Time stops. My breath, the snow, the music…all of it freezes still as the words settle over my chest.

“You…love…me?” I repeat, because my brain isn’t functioning at full capacity, the adrenaline still flooding my system.

She laughs, warm and beautiful, and sets the cups of cocoa on the ground to cup my face with her mittened hands.

“Yes, you. The snowman who is always catching me when I fall. Who gave me a life after Gerald left me high and dry. The man who listens to my fears, who takes his time with me, who makes me feel safe. The man I want.”

The words, like a burst of sun, melt the ice of my heart. Suddenly I know this is it, this is the moment.

I slide off the bench, kneeling with her.

Reaching into my pocket, I grab the small black velvet box.

It’s funny how something so tiny can have all your hopes and dreams wrapped up in it.

I’m shaking so hard that it nearly slips from my fingers.

I crack the lid and present the love of my life with the question that will change the trajectory of my life forever.

“Oh,” she whispers as she looks at my trembling hands.

“It’s nothing like the ring you came here with.

It’s small, crooked, and probably not worth a whole lot more than that cocoa you just bought.

But I saw it and thought of you. You love imperfect things, like me.

This ring has history, and I hope we can continue its story.

And I love you, more than I know what to do with. ”

Tears gather at the corners of her eyes. My voice is trembling but sure.

“Daphne, will you marry me?”

There’s a beat of silence where my happiness hangs in the balance.

“Yes,” she whispers, and then louder, her voice singing with joy, “YES!”

The people around us turn, someone in the distance cheers, then another. A wave of hoots and hollers sweeps down the street as if the entire town has been waiting for this moment.

I slide the ring onto her finger, and it’s a damn near perfect fit. The chip in the top corner catches the last of the setting sun, sparkling like a piece of my soul set in gold.

She wraps her arms around my neck, and I kiss her hard. I’ve never felt more alive than at this very moment. Snow swirls around us like confetti as the time-operated Christmas lights of the stores all kick on in unison with the setting sun.

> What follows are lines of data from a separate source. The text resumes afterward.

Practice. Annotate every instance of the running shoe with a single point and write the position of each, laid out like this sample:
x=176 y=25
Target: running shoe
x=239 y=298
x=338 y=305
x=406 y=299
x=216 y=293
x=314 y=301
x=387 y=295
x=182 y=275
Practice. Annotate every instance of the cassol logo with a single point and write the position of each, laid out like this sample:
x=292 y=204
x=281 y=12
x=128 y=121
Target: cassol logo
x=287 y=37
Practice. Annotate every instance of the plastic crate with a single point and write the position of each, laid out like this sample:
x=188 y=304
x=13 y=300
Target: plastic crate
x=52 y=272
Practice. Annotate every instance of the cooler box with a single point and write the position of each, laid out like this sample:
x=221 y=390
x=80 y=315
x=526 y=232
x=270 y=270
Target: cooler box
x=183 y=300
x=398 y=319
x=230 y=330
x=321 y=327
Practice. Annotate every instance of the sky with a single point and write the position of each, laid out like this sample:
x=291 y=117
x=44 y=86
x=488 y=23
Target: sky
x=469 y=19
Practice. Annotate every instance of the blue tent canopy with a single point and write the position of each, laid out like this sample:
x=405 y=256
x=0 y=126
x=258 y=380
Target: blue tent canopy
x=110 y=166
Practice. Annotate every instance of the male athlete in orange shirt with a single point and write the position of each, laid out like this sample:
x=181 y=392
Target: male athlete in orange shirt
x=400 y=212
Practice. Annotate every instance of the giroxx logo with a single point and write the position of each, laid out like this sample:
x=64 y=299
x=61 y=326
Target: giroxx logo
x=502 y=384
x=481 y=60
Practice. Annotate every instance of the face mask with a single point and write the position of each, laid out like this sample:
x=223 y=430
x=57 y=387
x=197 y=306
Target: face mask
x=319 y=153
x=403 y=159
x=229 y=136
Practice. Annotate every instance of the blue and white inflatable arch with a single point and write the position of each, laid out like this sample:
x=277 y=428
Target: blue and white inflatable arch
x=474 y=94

Her hands curl into the fur at my shoulders as I lift her up, cradling her gently in my arms.

I nuzzle my mouth against the hollow of her throat, and it takes everything inside me not to dig my teeth into her skin. I have to bite the inside of my cheek to help quell the bizarre urge. The urge I’ve been feeling for the longest time, now suddenly stronger than ever.

That's when I hear a grating voice cutting through my perfect moment.

“What’s going on here?”

Oh no, it’s him. Gerald stomps across the street, slipping a little with each step. The family matriarch power walks behind him, holding her cane in the air like a jousting weapon.

“Again?” Daphne sighs. “Oh my god! How many times do I have to tell you to leave?” she yells over her shoulder.

But the stuck-up thorn in my side doesn’t get any words out, despite opening his mouth to protest.

He slips dramatically on a patch of ice collecting right in front of the storm drain.

His feet go airborne, his arms windmill, and he lets out a strangled yelp before his back connects with the frozen blacktop of the road with a dull thud.

The entire crowd winces in unison, and his grandmother looks so embarrassed that she slowly backs up. People fill the space between us and Gerald, like a protective bubble of tourists. I think someone even helps him up—seemingly unhurt except for his pride.

Daphne squeezes my hand tightly and leans close, whispering in my ear. “What do you say we get out of here?”